Phonologically this is straightforward, but what the heck happened semantically?

Latin ūniōn- meant "oneness, unity" - understandably, since it's derived from ūnus "one". But it also meant "a single large pearl", and "a kind of single onion". Onion is from Anglo-Norman vngeon, oignon, oinion etc, in the 12th-13th centuries, while union is borrowed from French union in the 15th century.

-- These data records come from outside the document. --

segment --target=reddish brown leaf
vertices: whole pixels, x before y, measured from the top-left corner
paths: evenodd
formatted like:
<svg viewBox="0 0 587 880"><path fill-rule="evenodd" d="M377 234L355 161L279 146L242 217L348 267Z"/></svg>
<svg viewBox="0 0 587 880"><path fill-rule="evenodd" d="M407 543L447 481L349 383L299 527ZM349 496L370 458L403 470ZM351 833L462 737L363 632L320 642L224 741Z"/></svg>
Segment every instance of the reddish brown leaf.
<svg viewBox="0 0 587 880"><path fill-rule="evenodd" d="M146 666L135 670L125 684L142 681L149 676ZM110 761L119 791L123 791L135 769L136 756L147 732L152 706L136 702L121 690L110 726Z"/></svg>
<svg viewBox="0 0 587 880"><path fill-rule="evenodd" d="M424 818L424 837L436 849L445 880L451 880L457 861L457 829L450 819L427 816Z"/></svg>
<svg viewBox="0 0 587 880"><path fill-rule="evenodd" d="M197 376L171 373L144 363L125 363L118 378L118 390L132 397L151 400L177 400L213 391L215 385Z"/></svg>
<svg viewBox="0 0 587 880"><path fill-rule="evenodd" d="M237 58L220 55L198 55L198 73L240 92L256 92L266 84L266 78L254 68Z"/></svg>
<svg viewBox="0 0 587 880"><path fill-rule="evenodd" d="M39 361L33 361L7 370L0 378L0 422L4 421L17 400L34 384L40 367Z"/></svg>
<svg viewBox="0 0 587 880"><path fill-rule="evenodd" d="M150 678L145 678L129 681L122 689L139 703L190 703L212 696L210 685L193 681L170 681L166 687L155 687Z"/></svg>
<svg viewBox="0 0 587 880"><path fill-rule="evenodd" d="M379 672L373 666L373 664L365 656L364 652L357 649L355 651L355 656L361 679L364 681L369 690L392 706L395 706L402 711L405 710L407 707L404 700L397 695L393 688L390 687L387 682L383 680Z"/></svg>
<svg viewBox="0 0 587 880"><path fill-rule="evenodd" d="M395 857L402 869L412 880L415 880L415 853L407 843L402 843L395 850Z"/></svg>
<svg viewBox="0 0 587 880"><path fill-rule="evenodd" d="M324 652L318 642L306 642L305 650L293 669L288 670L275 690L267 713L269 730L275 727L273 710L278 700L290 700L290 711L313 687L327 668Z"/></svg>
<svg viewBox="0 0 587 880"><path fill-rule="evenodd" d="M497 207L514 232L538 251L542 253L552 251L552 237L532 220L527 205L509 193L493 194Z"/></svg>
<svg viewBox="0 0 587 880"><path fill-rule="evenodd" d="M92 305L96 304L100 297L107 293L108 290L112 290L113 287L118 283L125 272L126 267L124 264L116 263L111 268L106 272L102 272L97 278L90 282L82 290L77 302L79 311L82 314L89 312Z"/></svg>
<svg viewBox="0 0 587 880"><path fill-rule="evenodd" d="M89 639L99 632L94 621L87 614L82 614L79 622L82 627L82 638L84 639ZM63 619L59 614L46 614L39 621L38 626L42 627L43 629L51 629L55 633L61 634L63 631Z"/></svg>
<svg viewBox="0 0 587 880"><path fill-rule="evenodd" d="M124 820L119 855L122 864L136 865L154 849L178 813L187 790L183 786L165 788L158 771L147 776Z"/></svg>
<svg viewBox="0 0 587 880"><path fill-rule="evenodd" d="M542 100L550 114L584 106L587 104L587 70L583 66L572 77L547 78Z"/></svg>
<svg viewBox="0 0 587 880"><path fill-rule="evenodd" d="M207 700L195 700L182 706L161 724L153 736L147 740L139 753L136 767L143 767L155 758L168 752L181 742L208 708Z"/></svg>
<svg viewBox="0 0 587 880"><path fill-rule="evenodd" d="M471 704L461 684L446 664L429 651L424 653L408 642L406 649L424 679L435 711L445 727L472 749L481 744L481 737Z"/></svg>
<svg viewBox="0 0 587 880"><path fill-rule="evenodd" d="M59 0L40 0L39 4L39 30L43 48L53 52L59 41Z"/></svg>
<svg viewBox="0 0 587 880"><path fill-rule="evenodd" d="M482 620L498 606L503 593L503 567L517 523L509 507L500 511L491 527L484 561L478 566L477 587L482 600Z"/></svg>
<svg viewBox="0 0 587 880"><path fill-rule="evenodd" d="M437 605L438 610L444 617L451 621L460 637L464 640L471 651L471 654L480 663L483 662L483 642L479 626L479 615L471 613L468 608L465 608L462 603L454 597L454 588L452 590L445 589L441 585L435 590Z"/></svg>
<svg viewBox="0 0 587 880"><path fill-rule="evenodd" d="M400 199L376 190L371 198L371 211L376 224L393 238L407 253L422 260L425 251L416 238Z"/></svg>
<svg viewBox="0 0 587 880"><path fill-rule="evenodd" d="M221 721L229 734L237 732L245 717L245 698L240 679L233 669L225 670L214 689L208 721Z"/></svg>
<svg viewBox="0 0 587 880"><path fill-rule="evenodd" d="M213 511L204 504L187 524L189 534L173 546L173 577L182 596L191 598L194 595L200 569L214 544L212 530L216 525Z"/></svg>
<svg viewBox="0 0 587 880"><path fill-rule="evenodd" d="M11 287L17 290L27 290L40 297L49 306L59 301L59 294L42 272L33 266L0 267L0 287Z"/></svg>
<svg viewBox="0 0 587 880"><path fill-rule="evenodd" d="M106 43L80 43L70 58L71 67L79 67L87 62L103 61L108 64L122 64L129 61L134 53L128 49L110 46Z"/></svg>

So what's the connection between "oneness" and "onion" and "pearl"? The OED says

According to the classical Latin agricultural writer Columella, the peasants used ūniō for a certain variety of onion because it put forth no shoots, i.e. it represented a single entity. The application of the word to a pearl may represent an independent derivation from ūnus one, alluding to the fact that it was worn alone, or it may be a transfer from the sense ‘onion’, with reference to the similarity in shape.

3 comments :

Adam Roberts said...

Sounds like casting about in the dark, to me. Might as well say the word is derived from 'oinos', because wine-vinegar is onion-like ...

goofy said...

Well, Latin has the exact same word for "oneness", "pearl", and "onion", and this is as good an explanation for that fact as any.

Alex said...

There seems to be a good case that L ūniō is actually just a continuant of a PIE *wósHr =~ 'onion' -- see for instance the first mention of Hittite at MMcM on garlic.